10, 30 forced pull-up circuit 13, 33, 53, 73 one-shot pulse generation circuit 50, 70 forced pull-down circuit 154, 155 level conversion circuit 101, 301, 503, 703 p-channel type MO
S transistor 102, 302, 502 Resistance 103, 303, 501, 701 n-channel type MO
S transistor

 ──────────────────────────────────────────────────続 き Continuing on the front page (72) Inventor Hirozo Kawai 5-22-1, Kamizuhoncho, Kodaira-shi, Tokyo F-term (reference) 5F038 AR30 CD02 CD03 in Hitachi Super LSI Systems, Ltd.
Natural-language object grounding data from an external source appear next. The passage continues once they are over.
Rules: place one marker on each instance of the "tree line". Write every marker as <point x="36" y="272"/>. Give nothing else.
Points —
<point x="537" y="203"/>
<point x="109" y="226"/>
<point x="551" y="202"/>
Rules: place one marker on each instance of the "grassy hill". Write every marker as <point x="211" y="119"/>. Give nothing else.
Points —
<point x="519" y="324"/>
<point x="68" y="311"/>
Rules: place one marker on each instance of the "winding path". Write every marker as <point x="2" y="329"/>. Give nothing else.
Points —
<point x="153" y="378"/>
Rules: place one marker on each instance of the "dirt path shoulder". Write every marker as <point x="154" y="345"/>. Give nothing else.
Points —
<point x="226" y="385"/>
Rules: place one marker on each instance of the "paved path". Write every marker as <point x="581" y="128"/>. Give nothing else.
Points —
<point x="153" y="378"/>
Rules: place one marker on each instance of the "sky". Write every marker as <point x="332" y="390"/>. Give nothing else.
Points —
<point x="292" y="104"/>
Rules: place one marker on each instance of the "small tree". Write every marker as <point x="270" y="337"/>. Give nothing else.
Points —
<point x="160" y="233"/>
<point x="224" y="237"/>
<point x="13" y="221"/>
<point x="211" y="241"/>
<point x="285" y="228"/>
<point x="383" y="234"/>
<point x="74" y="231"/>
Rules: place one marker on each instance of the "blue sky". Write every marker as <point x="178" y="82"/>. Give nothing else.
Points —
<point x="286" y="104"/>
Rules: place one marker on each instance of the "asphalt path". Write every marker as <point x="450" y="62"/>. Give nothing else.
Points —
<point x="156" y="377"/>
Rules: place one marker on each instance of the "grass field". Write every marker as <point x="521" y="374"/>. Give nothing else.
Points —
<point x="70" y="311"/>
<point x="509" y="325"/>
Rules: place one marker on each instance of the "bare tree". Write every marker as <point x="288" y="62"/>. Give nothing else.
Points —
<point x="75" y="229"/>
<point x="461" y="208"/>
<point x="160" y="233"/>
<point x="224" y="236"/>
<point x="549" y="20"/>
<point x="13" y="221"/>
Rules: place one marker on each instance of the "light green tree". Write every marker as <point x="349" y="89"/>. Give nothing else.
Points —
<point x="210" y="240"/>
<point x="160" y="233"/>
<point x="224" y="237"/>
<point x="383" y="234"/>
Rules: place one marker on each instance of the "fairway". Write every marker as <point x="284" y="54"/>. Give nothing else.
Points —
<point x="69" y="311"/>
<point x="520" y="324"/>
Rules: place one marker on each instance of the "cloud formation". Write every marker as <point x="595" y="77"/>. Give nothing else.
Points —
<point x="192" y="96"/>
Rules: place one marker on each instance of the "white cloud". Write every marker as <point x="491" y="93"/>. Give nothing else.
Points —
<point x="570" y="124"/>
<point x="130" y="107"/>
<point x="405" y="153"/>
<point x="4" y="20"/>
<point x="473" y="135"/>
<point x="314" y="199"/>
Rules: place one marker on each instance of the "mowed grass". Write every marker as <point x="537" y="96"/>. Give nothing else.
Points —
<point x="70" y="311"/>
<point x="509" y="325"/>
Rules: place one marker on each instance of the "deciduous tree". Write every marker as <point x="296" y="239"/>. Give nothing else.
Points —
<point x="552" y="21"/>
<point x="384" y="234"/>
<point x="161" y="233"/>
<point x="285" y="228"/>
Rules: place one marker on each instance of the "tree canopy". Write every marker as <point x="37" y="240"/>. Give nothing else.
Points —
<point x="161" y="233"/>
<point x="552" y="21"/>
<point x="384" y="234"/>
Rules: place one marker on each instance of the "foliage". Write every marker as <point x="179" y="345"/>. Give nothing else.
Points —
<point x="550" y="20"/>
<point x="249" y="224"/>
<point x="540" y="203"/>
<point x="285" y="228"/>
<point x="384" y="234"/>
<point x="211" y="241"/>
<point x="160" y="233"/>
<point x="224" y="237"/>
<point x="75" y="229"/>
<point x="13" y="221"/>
DF01 DF04 DF05 DF08 DF14 EZ20 5J056 AA32 BB02 BB17 BB19 CC00 CC15 CC21 DD13 DD28 DD29 EE11 FF08 GG06 HH01 HH02

Claims (7)

[Claims] 1. A level conversion circuit for transmitting a signal from a positive low potential side to a positive high potential side, comprising: a one-shot pulse generation circuit for generating a one-shot pulse signal synchronized with an edge when an input signal transitions; A forced pull-up circuit for forcibly pulling up a signal path on the positive high potential side by applying a pulse signal generated by the one-shot pulse generation circuit. circuit. 2. The operation of the forced pull-up circuit is controlled by a resistance means coupled to a positive high-potential-side power supply and a one-shot pulse output from the one-shot pulse generation circuit connected in series to the resistance means. 2. The first transistor according to claim 1, further comprising: a first transistor to be supplied; and a second transistor for supplying a positive high potential to the signal path based on a potential of a series connection node of the resistor and the first transistor. Level conversion circuit. 3. The level conversion circuit according to claim 2, wherein said resistance means comprises a p-channel transistor. 4. A level conversion circuit for transmitting a signal from a negative low potential side to a negative high potential side, comprising: a one-shot pulse generation circuit for generating a one-shot pulse signal synchronized with an edge at the time of transition of an input signal; A forced pull-down circuit for forcibly pulling down a signal path on the negative high potential side by applying a pulse signal generated by the one-shot pulse generation circuit. 5. The operation of the forced pull-up circuit is controlled by a one-shot pulse output from the one-shot pulse generation circuit, the resistor being coupled to a negative high-potential-side power supply, and connected in series with the resistance. 4. The third transistor according to claim 3, further comprising: a third transistor to be supplied; and a fourth transistor for supplying a negative high potential to the signal path based on a potential of the series connection node of the resistor and the third transistor. Level conversion circuit. 6. The level conversion circuit according to claim 5, wherein said resistance means comprises an n-channel transistor. 7. A semiconductor integrated circuit formed on one semiconductor substrate including the level conversion circuit according to claim 1.